Setting the Client Polling Interval
- Consider how frequently the cache is being refreshed for the Data Source being used by that Data Collection. If the Data Source's cache is being updated every 5 minutes, and the Polling is set to 60 (1 minute), then this would not be optimally efficient since about 80% of the time the Data Collection would be polling the same old data that is already in the client's cache. However, it should also be considered that if the Data Source's cache is being updated every 5 minutes, and the Polling is set to 300 (5 minutes), it is possible that the data in the client could be up to 10 minutes old by the time it is refreshed. In this case, you might decide to set the Polling to 60 (1 minute), sacrificing efficiency in order to ensure that the data being displayed will never be more than 5 minutes old.
- Consider the Widgets that are using the Data Collection. If you have polling set to every 10 seconds for a Widget that is showing a monthly trend chart, this frequency of polling will most likely be causing unnecessary load on the client.

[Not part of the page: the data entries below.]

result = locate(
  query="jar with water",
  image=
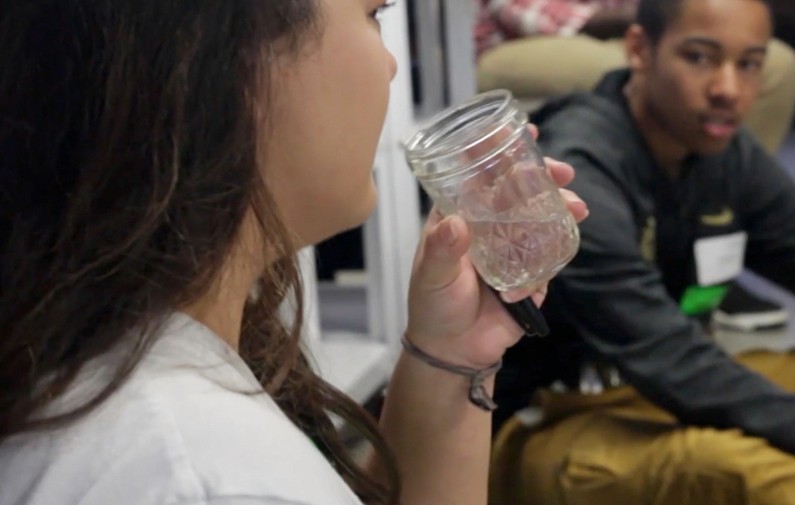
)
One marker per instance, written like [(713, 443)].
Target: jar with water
[(479, 161)]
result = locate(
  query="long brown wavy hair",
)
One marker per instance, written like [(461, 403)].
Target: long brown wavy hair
[(130, 134)]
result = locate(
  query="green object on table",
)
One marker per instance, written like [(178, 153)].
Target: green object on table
[(700, 299)]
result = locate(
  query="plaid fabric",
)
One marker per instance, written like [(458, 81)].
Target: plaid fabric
[(501, 20)]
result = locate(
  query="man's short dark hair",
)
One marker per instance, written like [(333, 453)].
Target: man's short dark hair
[(655, 16)]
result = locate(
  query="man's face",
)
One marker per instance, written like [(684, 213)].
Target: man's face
[(705, 72)]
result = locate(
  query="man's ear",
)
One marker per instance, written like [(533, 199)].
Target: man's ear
[(638, 48)]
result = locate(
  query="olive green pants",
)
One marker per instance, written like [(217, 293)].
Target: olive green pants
[(538, 68), (618, 449)]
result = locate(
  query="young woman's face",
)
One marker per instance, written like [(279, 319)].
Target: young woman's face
[(329, 107)]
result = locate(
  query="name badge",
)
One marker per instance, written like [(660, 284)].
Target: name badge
[(720, 259)]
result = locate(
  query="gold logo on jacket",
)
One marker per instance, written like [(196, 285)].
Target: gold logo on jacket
[(723, 218)]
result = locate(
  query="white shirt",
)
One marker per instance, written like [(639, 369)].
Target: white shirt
[(179, 432)]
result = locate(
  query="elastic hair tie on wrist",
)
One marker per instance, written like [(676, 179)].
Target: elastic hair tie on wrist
[(477, 392)]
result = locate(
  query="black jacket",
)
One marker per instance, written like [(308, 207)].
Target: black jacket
[(618, 301)]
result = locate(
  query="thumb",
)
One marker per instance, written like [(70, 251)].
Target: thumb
[(440, 256)]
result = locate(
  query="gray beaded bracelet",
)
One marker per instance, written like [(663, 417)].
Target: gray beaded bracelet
[(477, 393)]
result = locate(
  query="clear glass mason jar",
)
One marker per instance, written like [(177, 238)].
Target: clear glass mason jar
[(479, 161)]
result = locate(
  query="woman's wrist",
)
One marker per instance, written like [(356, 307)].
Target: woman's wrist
[(477, 393)]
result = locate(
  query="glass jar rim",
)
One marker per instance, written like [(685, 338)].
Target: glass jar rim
[(428, 143)]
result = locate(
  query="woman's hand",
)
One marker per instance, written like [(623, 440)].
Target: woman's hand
[(452, 315)]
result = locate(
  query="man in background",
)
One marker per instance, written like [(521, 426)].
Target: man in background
[(637, 402)]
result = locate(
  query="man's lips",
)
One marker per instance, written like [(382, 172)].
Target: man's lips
[(719, 126)]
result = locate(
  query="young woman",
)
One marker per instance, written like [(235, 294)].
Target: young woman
[(160, 163)]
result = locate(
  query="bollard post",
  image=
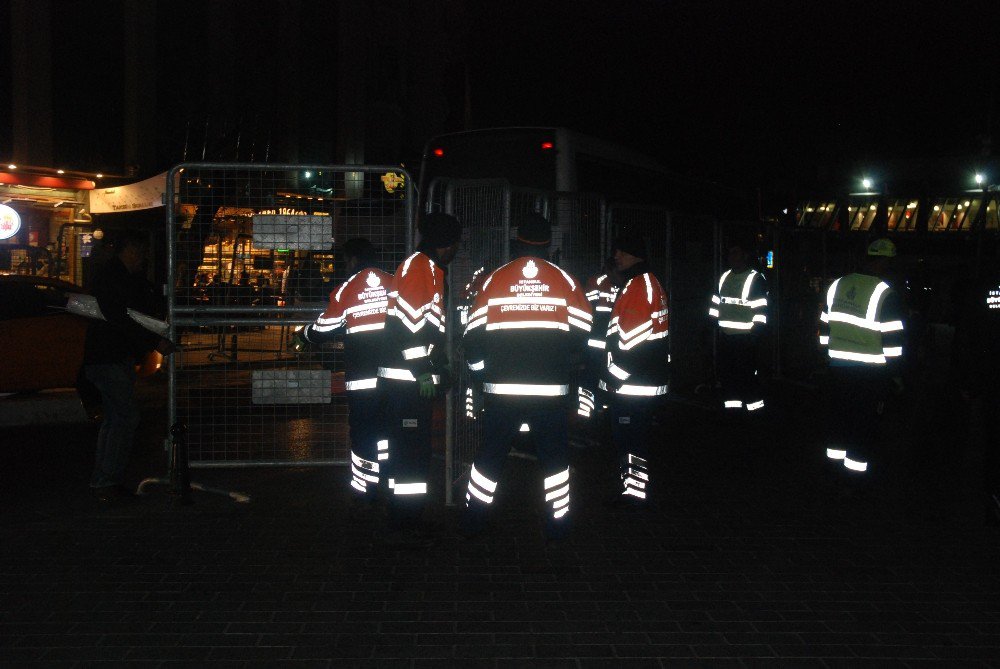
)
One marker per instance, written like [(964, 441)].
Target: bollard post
[(180, 474)]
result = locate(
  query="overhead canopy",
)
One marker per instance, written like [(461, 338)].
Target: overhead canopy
[(145, 194)]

- Consider how many records are being passed between the server and client at each polling interval. If the number of records being returned are on the order of tens and not thousands (numbers will vary for any installation, depending on client performance and network speed), then the client polling could be set to a very short interval. For example, returning a dozen records every 15 seconds should not impact performance. Returning hundreds of records every 15 seconds would slow the client.
Enabling Server Polling
- CConsider how long the server response time is and how dynamic the data collection queries are. Queries are dynamic based on the query filter and also when session variables or shim:query expressions are applied. Each unique query will cause a unique scheduled job to be created. Using the custom.properties to override the following settings such as the number of threads used to run server jobs or how often to cleanup unused temporary jobs:
# Default server job thread count.
- org.quartz.threadPool.threadCount=10
# Default thread priority.
- org.quartz.threadPool.threadPriority=5
# Time in minutes before temporary job is cleaned up.
- appboard.pollingCleanupTime=5
# Time in minutes cleanup of unused temporary jobs is ran.
- appboard.pollingCleanupJobRate=2
# Max Time in seconds server will wait when processing a job before returning results # for the current dc query. Remote timeout is passed in; and will be used. Max is # just used to prevent locking up a thread.
- appboard.pollingMaxWait=240
The server polling rate will typically be based on the client polling rate. If that rate is not set; then it will be based on the minimum cache timeout of the entity being queried or any entity referenced by an association. Typically the result of polling will cause the datasource to be polled a slightly higher rate.
Queries and Testing
In addition to setting the caching and polling intervals carefully, there are other elements of the system that should be controlled to maximize the performance of the AppBoard system. These include the following:
- In configuring Data Sources, server-side queries of data should be limited to exclude any data that will never be needed by AppBoard.
- The polling that takes place in the client has the greatest impact on the robustness of the AppBoard application. Data Collections should be configured to minimize both the amount of data requested and the frequency of that data being passed from the server to the client.
- When testing the system before it is released in production, different settings and combinations for polling and caching should be tested to help isolate any bottlenecks or inefficiencies.